EToro to cease all crypto trading except BTC, BCH, ETH

eToro has reached a $1.5 million settlement with the U.S. Securities and Exchange Commission over alleged violations of federal securities laws.

In a settlement announced by the SEC, eToro also agreed to halt nearly all cryptocurrency trading and operations for US clients. Going forward, American users will only be able to trade Bitcoin (BTC), Bitcoin Cash (BCH), and Ethereum (ETH) on the platform.

Following the order placed on September 12, the trading venue has 187 days to withdraw all other cryptocurrencies from the market and liquidate existing assets. Clients will receive income equal to their balance.

The SEC’s complaint alleged that eToro has been operating an unlicensed brokerage and clearing agent since at least 2020. The exchange has reached a settlement with the SEC, but has refused to admit or deny the SEC’s allegations. Gurbir S. Grewal, director of the SEC’s enforcement division, said eToro’s cooperation provides a path for other crypto brokers to comply with U.S. rules.
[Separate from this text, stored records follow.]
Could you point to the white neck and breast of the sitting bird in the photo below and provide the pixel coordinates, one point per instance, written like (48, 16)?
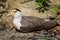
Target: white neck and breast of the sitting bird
(17, 20)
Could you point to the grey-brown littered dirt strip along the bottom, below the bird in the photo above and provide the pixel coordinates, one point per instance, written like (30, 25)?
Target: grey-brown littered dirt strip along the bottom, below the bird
(38, 35)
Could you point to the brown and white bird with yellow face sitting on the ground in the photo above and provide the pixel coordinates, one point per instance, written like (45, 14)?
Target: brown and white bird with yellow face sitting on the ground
(30, 23)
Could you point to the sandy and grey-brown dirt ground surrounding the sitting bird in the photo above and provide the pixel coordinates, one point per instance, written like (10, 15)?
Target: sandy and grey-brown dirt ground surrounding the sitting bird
(28, 9)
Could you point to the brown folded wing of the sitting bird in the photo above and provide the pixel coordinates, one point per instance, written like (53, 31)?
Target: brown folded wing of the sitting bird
(34, 23)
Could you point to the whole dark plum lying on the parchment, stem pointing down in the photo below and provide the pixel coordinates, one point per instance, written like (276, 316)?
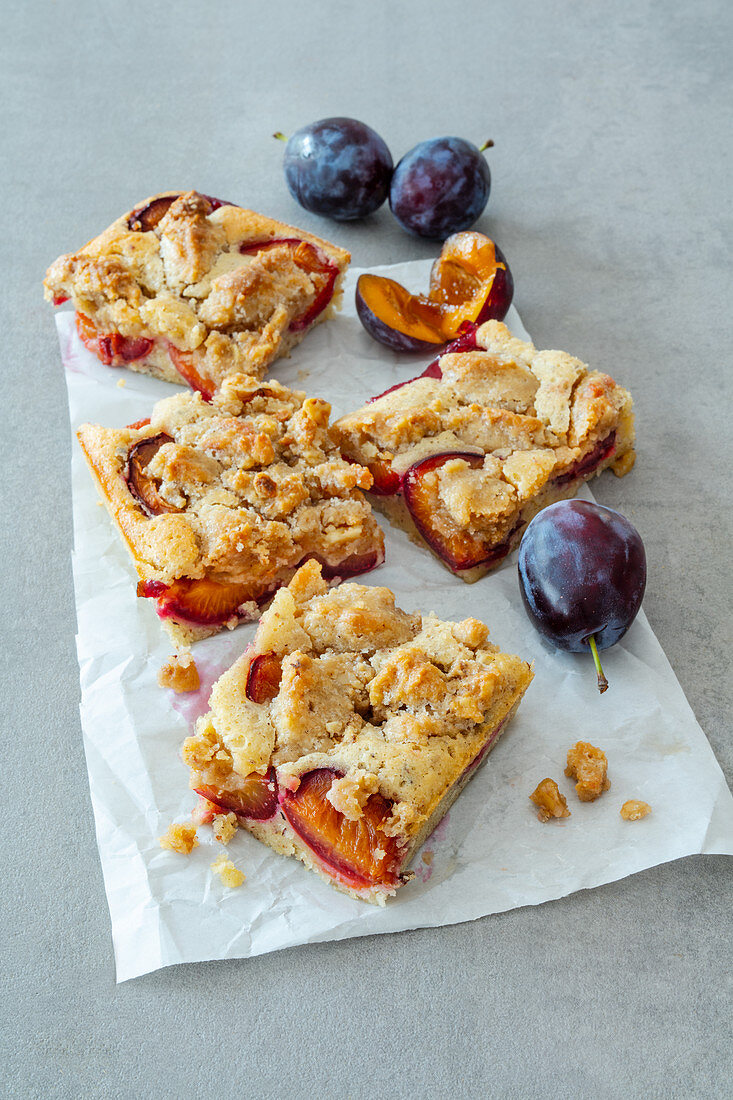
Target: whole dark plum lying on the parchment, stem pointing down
(583, 573)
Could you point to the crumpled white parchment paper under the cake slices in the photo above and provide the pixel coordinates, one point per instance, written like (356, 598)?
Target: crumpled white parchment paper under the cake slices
(490, 854)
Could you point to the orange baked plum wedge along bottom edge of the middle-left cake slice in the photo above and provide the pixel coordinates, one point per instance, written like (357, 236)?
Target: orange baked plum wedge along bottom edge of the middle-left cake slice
(202, 602)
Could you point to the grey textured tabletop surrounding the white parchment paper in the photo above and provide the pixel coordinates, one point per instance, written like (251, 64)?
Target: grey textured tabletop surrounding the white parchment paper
(611, 199)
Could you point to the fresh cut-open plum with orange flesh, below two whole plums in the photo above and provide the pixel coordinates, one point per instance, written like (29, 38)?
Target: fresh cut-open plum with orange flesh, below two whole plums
(471, 283)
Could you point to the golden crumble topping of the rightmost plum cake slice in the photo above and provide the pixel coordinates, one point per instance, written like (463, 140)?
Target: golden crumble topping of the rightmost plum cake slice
(531, 416)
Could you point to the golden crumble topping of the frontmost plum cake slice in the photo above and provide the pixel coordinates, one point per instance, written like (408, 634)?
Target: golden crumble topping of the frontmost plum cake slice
(398, 703)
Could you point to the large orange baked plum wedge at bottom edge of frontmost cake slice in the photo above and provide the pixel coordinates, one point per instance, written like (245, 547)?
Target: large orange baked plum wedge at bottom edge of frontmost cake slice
(356, 853)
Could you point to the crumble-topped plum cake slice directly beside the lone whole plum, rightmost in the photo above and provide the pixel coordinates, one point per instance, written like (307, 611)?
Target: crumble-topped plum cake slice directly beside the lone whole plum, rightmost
(494, 432)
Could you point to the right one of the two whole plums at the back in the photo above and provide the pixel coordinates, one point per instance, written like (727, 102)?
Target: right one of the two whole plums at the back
(440, 188)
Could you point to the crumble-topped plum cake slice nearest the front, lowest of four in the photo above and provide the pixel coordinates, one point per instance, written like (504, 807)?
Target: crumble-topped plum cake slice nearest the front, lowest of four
(347, 730)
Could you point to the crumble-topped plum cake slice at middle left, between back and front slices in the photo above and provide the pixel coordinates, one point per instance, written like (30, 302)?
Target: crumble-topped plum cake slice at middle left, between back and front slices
(220, 502)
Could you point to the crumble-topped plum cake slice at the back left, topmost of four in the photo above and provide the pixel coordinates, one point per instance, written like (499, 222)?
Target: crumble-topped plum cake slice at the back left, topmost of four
(191, 290)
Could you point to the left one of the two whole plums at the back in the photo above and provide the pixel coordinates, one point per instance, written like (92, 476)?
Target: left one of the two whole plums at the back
(338, 168)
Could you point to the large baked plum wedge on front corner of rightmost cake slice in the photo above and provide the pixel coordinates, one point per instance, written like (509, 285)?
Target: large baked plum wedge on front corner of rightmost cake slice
(460, 549)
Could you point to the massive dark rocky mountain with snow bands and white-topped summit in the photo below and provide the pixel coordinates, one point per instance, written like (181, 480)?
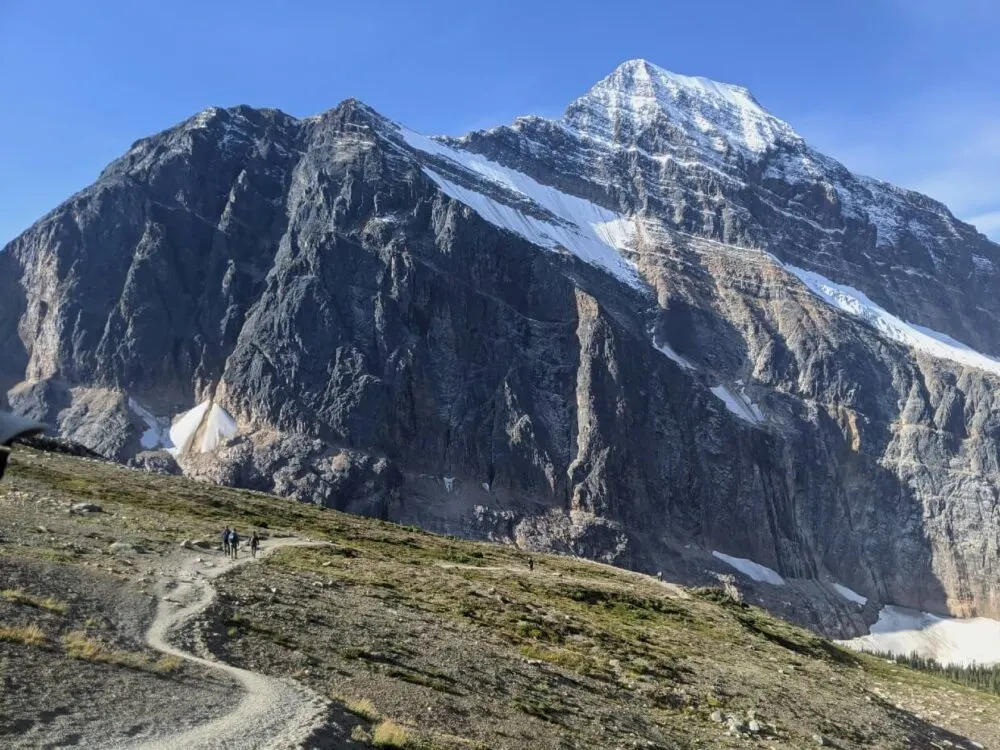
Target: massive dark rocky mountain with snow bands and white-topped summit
(658, 328)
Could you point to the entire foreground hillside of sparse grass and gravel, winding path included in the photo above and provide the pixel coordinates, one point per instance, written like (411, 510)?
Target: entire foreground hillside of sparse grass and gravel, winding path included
(389, 636)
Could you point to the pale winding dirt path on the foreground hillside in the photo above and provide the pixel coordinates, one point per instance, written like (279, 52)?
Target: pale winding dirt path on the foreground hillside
(274, 713)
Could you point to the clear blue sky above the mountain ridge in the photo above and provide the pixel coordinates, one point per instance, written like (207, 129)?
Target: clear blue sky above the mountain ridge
(905, 90)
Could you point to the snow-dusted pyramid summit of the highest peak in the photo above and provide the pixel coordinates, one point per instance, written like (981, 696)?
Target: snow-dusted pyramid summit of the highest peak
(719, 117)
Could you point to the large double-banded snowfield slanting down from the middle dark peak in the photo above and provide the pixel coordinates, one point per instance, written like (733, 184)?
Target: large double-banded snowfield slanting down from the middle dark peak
(592, 233)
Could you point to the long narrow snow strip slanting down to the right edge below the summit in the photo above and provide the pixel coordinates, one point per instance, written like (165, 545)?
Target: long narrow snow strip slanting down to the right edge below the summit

eToro has chosen to be compliant and operate within our established regulatory framework by removing tokens offered as investment contracts from its platform… The $1.5 million penalty reflects eToro’s agreement to cease violating applicable federal securities laws while continuing its U.S. operations.

Gurbi S. Grewal, director of the SEC’s enforcement division

While the platform avoided discussing the security status of the cryptocurrencies, the settlement could serve as a precedent in future lawsuits. Separating BTC, BCH, and ETH from other cryptocurrencies suggests that the SEC views most, if not all, other digital assets as securities.

Past decisions by eToro reinforce this view among some service providers. When the SEC filed a lawsuit against Ripple in 2020, eToro responded by delisting (XRP) and three other cryptocurrencies. The company’s crypto services have continued in other markets, though. As reported, the firm has received CySEC CASP approval to offer digital asset facilities in all EU countries.

Meanwhile, the SEC and other U.S. regulatory watchdogs have continued a sweeping crackdown on the growing blockchain sector, with SEC fines for crypto assets exceeding $7.4 billion since 2013.